Identifique suas emoções, mas também suas habilidades
Além de trabalhar a auto observação de seus sentimentos é importante reconhecer quais são suas habilidades e facilidades com o objetivo de usá-las a seu favor. Quando digo que não precisamos saber quem nós somos, pois nós estamos sempre sendo, não tenho como intuito desconsiderar aspectos que constituem cada indivíduo como único. Eu particularmente discordo da ideia de que apenas você pode fazer algo na mundo, mas eu acredito que todos nós temos valores e características que, quando identificadas e utilizadas de maneira eficaz, podem acrescentar muito em um cenário maior.
No livro "Garra" da autora Angela Duckworth, ela defende que ninguém nasce com um talento inato, mas que a prática indiscriminada de uma habilidade pre-existente, pode resultar em trabalhos excelentes.
O primeiro passo para alcançar a excelência em algo, é a identificação de suas habilidades e forças que te constituem como pessoa e trabalhá-las. Na clínica eu costumo aplicar um instrumento de identificação de forças auxiliando o paciente a utilizar daquilo que tem como habilidade ao seu favor, e melhorar aspectos mais enfraquecidos. São vinte e quatro habilidades nomeadas dentre elas: honestidade, apreciação, curiosidade, gentileza, amor, trabalho em equipe, etc. Quando sabemos os ingredientes que temos em casa, podemos elaborar uma receita e produzir algo.
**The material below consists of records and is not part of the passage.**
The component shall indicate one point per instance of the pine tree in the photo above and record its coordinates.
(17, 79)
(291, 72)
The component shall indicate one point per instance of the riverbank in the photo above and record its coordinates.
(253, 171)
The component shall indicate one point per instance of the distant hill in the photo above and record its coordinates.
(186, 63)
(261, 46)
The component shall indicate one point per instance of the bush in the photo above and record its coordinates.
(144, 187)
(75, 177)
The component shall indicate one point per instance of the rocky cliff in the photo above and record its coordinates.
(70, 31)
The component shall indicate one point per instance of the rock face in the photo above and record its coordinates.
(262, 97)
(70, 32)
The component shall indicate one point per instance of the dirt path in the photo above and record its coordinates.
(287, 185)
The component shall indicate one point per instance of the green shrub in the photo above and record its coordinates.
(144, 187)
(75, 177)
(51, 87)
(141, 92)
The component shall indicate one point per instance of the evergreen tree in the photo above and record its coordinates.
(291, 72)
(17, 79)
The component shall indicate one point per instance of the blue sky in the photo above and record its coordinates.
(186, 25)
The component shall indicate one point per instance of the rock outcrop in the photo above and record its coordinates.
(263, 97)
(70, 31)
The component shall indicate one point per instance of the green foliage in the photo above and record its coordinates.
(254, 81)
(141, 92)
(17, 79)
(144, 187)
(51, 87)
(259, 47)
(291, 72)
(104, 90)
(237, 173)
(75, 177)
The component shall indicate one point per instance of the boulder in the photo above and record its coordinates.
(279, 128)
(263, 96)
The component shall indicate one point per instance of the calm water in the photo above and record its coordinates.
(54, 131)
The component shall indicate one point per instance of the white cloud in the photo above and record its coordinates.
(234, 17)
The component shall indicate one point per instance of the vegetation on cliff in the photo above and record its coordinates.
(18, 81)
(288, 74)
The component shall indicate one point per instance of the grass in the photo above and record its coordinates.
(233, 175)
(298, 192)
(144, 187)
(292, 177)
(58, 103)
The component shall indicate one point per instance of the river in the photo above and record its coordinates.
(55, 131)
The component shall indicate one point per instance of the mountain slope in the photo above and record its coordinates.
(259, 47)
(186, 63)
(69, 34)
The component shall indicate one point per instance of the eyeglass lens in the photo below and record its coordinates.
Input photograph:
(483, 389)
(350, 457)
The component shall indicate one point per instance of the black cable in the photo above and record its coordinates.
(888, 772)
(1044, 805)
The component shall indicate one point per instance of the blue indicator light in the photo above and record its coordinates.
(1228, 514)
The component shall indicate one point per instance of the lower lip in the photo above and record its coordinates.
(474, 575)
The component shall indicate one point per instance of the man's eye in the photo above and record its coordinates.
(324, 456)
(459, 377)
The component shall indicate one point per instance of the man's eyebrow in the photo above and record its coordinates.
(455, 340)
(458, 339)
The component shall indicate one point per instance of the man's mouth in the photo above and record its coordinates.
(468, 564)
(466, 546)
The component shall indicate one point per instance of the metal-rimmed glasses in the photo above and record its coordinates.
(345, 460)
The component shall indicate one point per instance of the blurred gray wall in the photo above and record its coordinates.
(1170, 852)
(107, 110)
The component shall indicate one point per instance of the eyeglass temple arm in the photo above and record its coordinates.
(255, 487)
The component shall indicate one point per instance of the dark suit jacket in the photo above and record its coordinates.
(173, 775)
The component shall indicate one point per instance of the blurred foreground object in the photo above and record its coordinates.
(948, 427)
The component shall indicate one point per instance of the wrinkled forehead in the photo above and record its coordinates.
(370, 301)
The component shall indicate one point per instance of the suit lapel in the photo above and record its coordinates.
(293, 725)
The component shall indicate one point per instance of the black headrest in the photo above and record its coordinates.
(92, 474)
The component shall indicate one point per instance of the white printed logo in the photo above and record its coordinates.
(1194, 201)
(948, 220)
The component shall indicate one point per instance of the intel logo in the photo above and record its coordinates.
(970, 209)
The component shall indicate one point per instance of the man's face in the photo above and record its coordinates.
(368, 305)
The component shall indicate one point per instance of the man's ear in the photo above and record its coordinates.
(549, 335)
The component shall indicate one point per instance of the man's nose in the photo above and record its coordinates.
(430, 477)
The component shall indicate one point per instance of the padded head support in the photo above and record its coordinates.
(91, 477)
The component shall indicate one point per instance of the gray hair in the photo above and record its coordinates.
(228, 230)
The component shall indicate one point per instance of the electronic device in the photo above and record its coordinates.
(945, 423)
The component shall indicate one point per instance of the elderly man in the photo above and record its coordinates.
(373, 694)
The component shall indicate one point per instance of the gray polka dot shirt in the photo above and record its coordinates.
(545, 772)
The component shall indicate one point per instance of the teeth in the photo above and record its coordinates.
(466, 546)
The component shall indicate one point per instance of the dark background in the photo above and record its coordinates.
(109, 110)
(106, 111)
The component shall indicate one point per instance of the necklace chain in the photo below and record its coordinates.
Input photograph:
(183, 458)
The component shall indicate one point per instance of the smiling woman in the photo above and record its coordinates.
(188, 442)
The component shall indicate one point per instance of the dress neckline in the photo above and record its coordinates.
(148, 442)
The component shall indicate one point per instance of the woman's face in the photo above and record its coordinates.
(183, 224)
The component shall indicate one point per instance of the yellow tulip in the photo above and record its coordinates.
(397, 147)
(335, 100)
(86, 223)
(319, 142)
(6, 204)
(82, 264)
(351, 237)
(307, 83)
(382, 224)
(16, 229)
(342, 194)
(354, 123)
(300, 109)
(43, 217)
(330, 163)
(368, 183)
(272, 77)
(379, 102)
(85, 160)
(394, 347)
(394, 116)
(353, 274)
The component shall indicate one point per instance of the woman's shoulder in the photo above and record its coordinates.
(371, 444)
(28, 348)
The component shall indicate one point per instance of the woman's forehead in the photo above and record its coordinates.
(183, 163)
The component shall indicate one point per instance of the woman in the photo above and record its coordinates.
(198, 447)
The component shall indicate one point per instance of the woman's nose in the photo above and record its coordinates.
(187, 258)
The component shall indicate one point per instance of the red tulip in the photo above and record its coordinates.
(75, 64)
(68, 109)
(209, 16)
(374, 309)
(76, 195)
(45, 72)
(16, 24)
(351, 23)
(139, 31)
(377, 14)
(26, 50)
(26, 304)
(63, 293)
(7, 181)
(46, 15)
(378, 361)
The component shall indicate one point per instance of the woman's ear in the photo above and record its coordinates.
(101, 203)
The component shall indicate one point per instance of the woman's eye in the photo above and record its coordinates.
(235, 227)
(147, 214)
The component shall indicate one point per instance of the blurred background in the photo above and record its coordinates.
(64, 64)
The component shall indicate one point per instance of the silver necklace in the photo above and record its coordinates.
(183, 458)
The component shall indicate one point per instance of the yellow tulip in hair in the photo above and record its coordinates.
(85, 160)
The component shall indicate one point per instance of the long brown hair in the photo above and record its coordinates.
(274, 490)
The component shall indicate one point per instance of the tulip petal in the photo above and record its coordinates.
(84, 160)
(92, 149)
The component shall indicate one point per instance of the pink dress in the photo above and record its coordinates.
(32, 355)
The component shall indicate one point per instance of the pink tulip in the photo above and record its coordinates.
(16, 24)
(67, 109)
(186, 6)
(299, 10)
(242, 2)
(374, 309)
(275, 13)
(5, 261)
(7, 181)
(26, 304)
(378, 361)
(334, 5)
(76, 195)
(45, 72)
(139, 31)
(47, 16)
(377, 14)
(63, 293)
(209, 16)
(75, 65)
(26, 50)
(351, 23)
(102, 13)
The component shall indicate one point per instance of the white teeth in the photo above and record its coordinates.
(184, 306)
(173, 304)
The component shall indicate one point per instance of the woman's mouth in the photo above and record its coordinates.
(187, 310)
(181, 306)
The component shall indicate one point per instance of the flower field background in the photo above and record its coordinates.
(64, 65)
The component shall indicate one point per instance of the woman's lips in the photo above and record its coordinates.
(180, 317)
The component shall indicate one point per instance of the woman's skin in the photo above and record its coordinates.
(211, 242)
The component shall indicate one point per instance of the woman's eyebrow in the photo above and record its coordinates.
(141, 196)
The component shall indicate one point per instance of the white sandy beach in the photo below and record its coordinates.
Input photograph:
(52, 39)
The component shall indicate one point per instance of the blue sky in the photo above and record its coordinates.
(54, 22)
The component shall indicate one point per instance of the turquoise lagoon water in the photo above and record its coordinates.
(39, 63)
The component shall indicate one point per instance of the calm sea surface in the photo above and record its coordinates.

Da mesma forma, quando sabemos quais habilidades temos, é possível planejar e utilizá-las de maneira eficaz e produtiva.
Se não preciso mais saber quem eu sou, o que preciso saber?
Como mencionei, quando entendemos que estamos em constante evolução e mudança, sempre teremos com o que nos ocupar: nos auto observando e fazendo uma avaliação de tempos em tempos sobre nossa motivação e objetivos.
Auto observação de nossas emoções, sentimentos, reações e pensamentos para evitarmos entrarmos no ciclo da supressão descrito acima com a parábola da bola na piscina. E avaliação sobre o que nos motiva e para onde estamos indo pois, se nos transformamos de alguma forma, talvez valha a pena repensar o destino e o caminho que estamos trilhando.
Sugiro que você mapeie seus comportamentos reativos mais frequentes e os anote. Após isso, tente identificar os possíveis gatilhos ou emoções associados á estes comportamentos. Na próxima oportunidade, tente reconhecer a emoção ou gatilho antes mesmo de reagir e aja sobre eles, ou seja, se é fome, coma algo; sono, durma, etc. O objetivo desse exercício é promover a conscientização e não a culpabilização, portanto seja gentil consigo nesse processo.
Uma vez que você está identificando coias que estão dando errado, seja gentil com você mesmo nesse processo. Não torne as coisas ainda piores com sua autocrítica.